Sunday, October 30, 2011

Using Roistr to establish meaning

At its heart, Roistr's semantic relevance engine is a very powerful tool. Here, I'll talk about how even the limited web-based demonstration can be used to extract meaning.

Let's take this well-known sentence: The quick brown fox jumps over the lazy dog.

Our question is this: how can we work out what are the key words in this sentence - the words that most indicate what it's about?

Word meaning is established in several ways but primarily through its own context. The words that surround it are the most likely way to understand what a word means. There are other things such as the user's own context (the pre-existing knowledge they have) but for now, we'll concentrate just on each word's own context.

So what do we do? We take each word and compare it against the sentence. The first screenshot shows how this is done. The entire sentence is the category definition and each meaning word is compared against it. You can try this yourself.



Then we compare and look at the similarity scores.

The second figure shows the similarities of each word to its parent sentence, all ranked in descending order.

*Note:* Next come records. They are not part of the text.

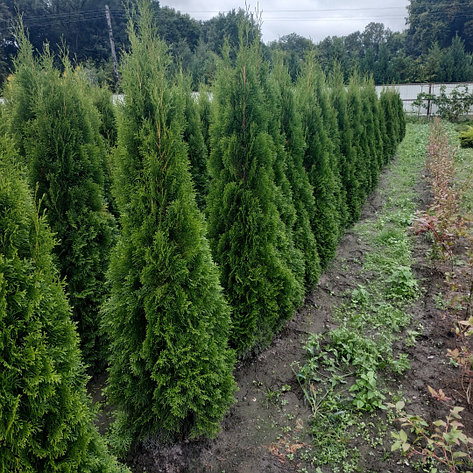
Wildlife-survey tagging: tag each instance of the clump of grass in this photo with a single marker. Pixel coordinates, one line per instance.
(341, 377)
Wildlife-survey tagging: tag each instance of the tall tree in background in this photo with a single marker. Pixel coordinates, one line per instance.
(244, 221)
(438, 21)
(46, 420)
(57, 129)
(170, 366)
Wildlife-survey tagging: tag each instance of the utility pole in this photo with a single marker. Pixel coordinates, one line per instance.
(112, 44)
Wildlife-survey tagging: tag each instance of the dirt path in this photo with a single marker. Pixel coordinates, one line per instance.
(268, 424)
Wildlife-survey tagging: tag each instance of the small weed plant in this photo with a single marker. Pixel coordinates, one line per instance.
(441, 443)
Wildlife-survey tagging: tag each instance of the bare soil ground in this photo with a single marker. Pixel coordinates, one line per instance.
(267, 427)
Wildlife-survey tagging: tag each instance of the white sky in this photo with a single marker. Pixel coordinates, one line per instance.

What do we see?

The most striking thing is that the word 'fox has the highest similarity (0.62) quickly followed by 'dog' (0.58). Both of these are quite high and would be lower for longer documents.

These similarity scores tell us that the two words that are most important in the sentences meaning are 'fox' and 'dog' respectively. If we were to summarise this sentence in just one word, we would use the word 'fox' with 'dog' coming a close second.

This is just a toy test but does illustrate one use to which Roistr's semantic relevance engine can be put.